Don’t exercise your rights. You don’t have to participate in the offer if you don’t want to. If the rights offer is renounceable and you choose to not participate, you may be able to sell these rights and receive some value for any rights you sell. If the offer is non-renounceable you can’t sell your entitlement.
A combination of the above. It’s not all-or-nothing. You can choose to exercise some of your rights (but not all of them), and then try to sell (if the offer is renounceable), or not take up the rest.
If you don’t participate in the rights offer, there may be an opportunity to get some value from your rights. If the offer is renounceable, this might be done by selling the rights on a market (similar to trading shares) or through a shortfall.
A shortfall is when a company tries to sell any new shares that are leftover (due to some shareholders not exercising their rights) to other investors. If there are rights that haven't been exercised, it means that the company might not have raised the full amount of money that it was trying to. A shortfall tries to raise this remaining amount. If you don’t exercise your rights and they get sold through the shortfall, you may get to receive some value for them.

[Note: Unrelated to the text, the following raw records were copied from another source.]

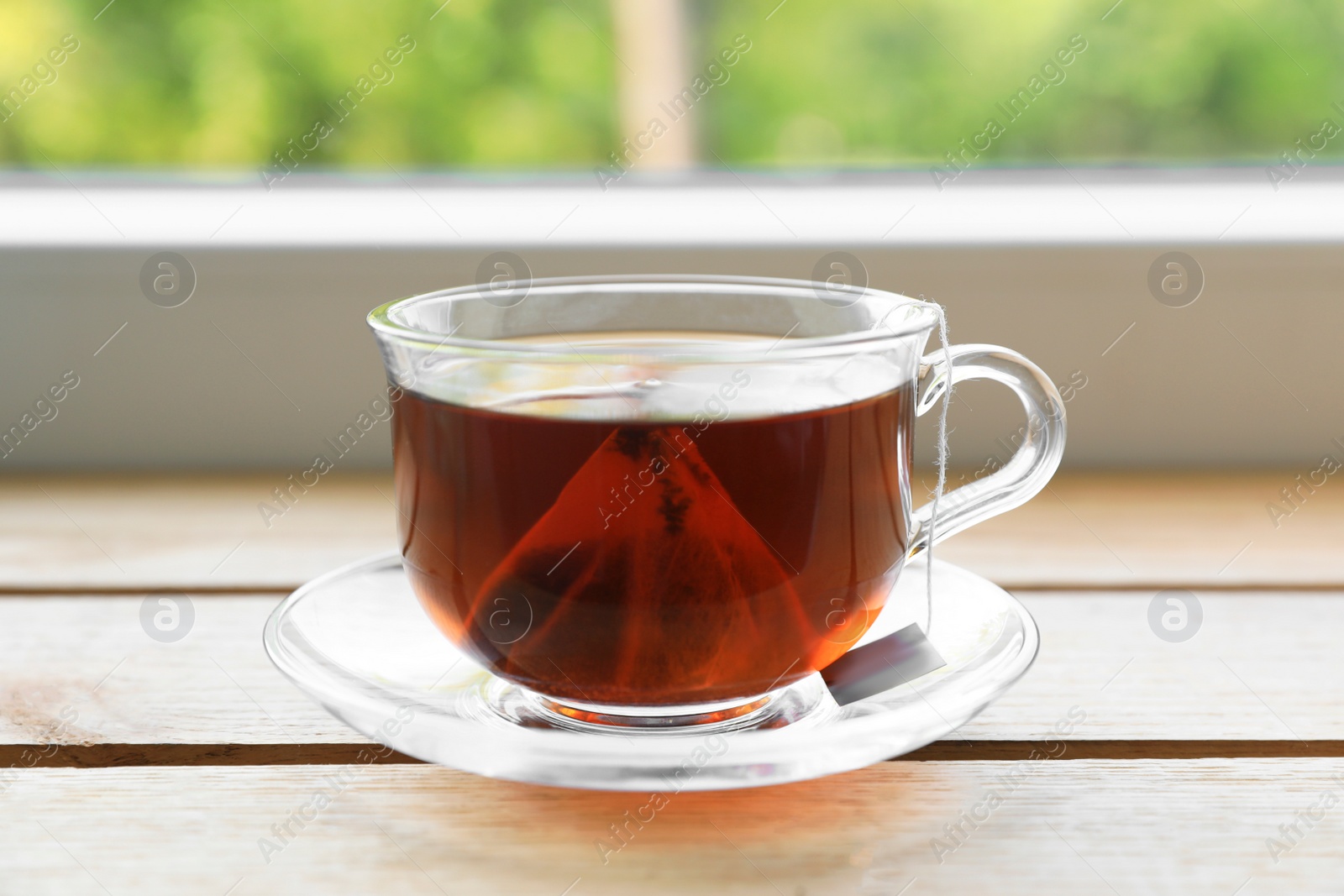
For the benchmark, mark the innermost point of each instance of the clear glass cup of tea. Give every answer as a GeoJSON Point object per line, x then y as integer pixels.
{"type": "Point", "coordinates": [658, 501]}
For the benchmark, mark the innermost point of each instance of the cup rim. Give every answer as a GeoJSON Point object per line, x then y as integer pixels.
{"type": "Point", "coordinates": [383, 322]}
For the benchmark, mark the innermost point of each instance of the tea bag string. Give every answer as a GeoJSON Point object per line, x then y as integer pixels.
{"type": "Point", "coordinates": [942, 465]}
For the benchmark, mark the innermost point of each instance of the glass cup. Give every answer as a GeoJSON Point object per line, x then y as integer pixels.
{"type": "Point", "coordinates": [660, 501]}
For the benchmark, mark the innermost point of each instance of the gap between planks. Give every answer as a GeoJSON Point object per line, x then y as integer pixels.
{"type": "Point", "coordinates": [328, 754]}
{"type": "Point", "coordinates": [1014, 587]}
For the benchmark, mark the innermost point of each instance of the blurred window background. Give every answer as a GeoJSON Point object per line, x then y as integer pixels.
{"type": "Point", "coordinates": [555, 85]}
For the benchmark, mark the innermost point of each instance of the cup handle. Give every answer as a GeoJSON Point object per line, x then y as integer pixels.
{"type": "Point", "coordinates": [1032, 464]}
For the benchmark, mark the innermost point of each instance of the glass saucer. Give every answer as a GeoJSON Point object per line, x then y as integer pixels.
{"type": "Point", "coordinates": [358, 642]}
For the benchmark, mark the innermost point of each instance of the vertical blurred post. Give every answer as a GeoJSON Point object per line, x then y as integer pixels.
{"type": "Point", "coordinates": [651, 39]}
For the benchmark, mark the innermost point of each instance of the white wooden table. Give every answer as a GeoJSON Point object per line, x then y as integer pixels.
{"type": "Point", "coordinates": [1210, 766]}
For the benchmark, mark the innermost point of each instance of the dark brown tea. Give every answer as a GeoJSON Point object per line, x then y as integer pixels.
{"type": "Point", "coordinates": [654, 563]}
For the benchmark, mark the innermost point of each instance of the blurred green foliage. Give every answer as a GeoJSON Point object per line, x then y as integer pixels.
{"type": "Point", "coordinates": [533, 83]}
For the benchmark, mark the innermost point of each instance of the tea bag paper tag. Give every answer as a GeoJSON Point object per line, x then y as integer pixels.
{"type": "Point", "coordinates": [895, 660]}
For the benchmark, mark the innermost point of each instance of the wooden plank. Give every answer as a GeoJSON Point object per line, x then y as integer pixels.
{"type": "Point", "coordinates": [206, 532]}
{"type": "Point", "coordinates": [1263, 676]}
{"type": "Point", "coordinates": [179, 532]}
{"type": "Point", "coordinates": [1090, 826]}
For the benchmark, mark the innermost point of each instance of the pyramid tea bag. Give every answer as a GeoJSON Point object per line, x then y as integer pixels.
{"type": "Point", "coordinates": [644, 582]}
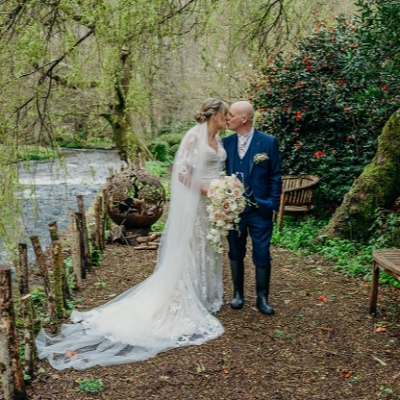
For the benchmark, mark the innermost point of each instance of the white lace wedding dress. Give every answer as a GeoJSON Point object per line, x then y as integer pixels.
{"type": "Point", "coordinates": [171, 308]}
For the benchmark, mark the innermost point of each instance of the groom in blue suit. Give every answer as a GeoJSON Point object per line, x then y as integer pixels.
{"type": "Point", "coordinates": [254, 157]}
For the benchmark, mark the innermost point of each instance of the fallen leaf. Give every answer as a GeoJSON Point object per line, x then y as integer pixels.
{"type": "Point", "coordinates": [70, 353]}
{"type": "Point", "coordinates": [380, 361]}
{"type": "Point", "coordinates": [326, 328]}
{"type": "Point", "coordinates": [322, 298]}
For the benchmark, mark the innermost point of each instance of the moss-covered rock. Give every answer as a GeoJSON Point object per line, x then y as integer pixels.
{"type": "Point", "coordinates": [159, 149]}
{"type": "Point", "coordinates": [377, 186]}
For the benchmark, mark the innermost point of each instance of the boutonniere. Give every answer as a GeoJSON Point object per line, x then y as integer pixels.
{"type": "Point", "coordinates": [260, 157]}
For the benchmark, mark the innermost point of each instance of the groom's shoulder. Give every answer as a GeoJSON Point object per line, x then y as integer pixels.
{"type": "Point", "coordinates": [228, 136]}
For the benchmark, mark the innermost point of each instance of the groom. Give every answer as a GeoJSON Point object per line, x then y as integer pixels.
{"type": "Point", "coordinates": [254, 157]}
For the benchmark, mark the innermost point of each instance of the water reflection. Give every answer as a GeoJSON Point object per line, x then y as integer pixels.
{"type": "Point", "coordinates": [50, 188]}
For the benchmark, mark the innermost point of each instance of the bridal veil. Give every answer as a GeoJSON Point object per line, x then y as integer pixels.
{"type": "Point", "coordinates": [171, 307]}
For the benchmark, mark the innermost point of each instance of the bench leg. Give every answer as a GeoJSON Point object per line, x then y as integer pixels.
{"type": "Point", "coordinates": [374, 288]}
{"type": "Point", "coordinates": [281, 212]}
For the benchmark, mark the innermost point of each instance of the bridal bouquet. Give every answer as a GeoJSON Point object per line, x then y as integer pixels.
{"type": "Point", "coordinates": [225, 203]}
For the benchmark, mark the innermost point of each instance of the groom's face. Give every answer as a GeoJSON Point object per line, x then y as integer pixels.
{"type": "Point", "coordinates": [233, 119]}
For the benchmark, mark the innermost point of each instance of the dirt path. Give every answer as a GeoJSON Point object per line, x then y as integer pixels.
{"type": "Point", "coordinates": [321, 344]}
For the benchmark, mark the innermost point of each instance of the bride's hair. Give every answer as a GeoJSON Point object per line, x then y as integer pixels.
{"type": "Point", "coordinates": [208, 108]}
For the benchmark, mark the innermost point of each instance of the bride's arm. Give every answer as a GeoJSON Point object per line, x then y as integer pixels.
{"type": "Point", "coordinates": [187, 162]}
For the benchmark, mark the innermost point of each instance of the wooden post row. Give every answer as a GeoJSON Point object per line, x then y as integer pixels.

With both selling the rights on a market and a shortfall bookbuild, there’s no guarantee that your rights will be sold and that you’ll get any value for them.
If you participated in the rights offer and are interested in buying more shares in the company, you might get the chance to purchase shares through an oversubscription facility or trading them on a market. There’s no guarantee you’ll be able to get the shares that you apply for if there’s lots of demand.
Whether participating in a rights offer is right for you depends on your goals, risk tolerance, and portfolio’s diversification—so it’s important to read the offer document and do your research. And remember, you can seek financial advice if you’re unsure and need support to help determine what the right choice is for you and your investing goals. Like all investing, one of the important things is that you do your due diligence and decide what works for you!
Ok, now for the legal bit
Investing involves risk. You aren’t guaranteed to make money, and you might lose the money you start with. We don’t provide personalised advice or recommendations. Any information we provide is general only and current at the time written. You should consider seeking independent legal, financial, taxation or other advice when considering whether an investment is appropriate for your objectives, financial situation or needs.